Le commandement militaire prussien comptait alors sur la lassitude et la faim pour obtenir la capitulation de Paris. Et alors que plusieurs batailles faisaient rage à l’extérieur des enceintes, les habitants en furent réduits en quelques semaines à supporter l’angoisse des bombardements et un rationnement strict des denrées, autant que les rigueurs de l’hiver qui se révéla exceptionnellement froid. L’inflation des prix des denrées alimentaires, du bois et du charbon n’allait pas tarder.
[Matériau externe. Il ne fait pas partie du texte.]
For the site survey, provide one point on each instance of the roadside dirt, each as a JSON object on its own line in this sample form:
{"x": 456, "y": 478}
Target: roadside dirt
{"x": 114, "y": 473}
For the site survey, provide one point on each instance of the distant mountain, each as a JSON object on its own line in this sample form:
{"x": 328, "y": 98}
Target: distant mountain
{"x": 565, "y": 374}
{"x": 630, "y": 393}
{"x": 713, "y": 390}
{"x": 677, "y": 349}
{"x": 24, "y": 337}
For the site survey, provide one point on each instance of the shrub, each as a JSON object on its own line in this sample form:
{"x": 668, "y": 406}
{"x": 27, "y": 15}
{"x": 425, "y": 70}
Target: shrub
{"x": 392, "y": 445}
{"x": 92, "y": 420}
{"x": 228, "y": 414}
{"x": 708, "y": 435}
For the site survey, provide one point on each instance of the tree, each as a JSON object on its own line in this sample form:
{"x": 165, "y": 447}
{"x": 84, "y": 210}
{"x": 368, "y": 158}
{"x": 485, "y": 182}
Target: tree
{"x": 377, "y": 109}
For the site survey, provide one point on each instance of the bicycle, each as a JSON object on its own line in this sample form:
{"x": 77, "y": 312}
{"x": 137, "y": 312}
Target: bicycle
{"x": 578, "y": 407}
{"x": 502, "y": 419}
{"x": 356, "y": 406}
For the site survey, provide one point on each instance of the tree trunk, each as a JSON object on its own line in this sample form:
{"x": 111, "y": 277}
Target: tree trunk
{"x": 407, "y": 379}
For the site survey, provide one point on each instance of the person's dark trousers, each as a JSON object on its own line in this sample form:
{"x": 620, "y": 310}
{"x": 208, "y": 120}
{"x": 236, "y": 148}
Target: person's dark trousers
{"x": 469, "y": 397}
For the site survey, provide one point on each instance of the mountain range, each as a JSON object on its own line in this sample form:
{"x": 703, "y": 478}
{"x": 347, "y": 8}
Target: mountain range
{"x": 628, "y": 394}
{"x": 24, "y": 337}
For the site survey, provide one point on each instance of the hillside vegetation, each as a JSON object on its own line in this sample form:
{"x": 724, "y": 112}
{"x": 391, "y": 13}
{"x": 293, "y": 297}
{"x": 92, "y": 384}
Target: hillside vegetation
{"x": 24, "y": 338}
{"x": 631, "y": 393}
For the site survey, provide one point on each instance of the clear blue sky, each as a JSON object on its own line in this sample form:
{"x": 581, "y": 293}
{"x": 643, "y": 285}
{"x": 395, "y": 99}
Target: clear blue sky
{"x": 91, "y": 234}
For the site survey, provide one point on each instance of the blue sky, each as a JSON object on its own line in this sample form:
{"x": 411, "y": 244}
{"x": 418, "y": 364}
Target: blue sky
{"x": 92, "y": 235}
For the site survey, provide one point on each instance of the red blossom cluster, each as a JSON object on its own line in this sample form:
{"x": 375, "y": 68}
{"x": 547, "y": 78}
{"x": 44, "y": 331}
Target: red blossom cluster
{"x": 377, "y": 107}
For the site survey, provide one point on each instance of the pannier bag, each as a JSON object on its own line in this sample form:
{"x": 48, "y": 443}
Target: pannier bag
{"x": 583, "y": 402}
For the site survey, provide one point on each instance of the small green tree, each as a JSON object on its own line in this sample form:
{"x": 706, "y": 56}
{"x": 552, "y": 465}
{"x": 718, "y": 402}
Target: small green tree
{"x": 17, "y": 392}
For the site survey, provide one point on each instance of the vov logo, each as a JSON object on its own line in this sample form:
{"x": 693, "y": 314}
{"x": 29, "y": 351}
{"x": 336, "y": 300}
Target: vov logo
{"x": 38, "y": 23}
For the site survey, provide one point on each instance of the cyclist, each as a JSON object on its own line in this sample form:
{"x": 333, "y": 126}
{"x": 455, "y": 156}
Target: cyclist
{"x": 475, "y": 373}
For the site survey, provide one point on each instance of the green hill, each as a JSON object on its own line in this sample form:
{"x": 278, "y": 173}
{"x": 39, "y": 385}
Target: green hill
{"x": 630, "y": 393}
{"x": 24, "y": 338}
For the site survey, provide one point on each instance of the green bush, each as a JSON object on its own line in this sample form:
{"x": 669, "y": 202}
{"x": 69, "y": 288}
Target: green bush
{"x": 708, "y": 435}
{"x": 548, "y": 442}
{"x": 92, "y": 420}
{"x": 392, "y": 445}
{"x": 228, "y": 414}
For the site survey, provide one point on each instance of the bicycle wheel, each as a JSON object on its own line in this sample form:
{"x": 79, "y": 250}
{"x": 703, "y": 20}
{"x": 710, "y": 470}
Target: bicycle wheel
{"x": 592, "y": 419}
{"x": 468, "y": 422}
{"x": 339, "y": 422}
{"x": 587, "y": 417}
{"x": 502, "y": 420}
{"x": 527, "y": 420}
On mangea alors du chat, du chien ou des rats à la lueur de bougies, les rues n’étant plus éclairées la nuit et les âtres des maisons demeurant froid. Au milieu de cette misère demeuraient alors un grand nombre de Suisses – et notamment le célèbre homme d’Etat genevois James Fazy qui avait fui la cité de Calvin après les troubles de 1864 qui avaient suivi les élections cantonales et qui se trouvait dans la capitale depuis plusieurs années – formant une petite colonie dans la capitale française.


Détachement à Paris
Arthur et son homologue, le docteur Roth relevèrent le défi, conscients des risques qu’il comportait, et se rendirent à Paris quelques jours plus tard avec « le prestige de la croix fédérale et de la Croix-Rouge ». Ils traversèrent la France en passant par le Doubs et en longeant Héricourt où des combats s’étaient déroulés quelques semaines au préalable. Franchissant à gué les rivières, les ponts ayant été détruits, et traversant des hameaux incendiés, les émissaires suisses purent mesurer toute l’horreur de la guerre comme Henry Dunant l’avait expérimenté douze ans plus tôt. Et, après une halte à Besançon, Arthur Chenevière et Arnold Roth passèrent les lignes prussiennes grâce aux laisser-passer négociés par le Conseil fédéral, apprenant pour l’occasion l’entrée en Suisse de Bourbaki et de ses 80'000 soldats, en ignorant alors s’il s’agissait d’une retraite ou d’une manœuvre militaire susceptible d’entraîner leur pays dans ce conflit.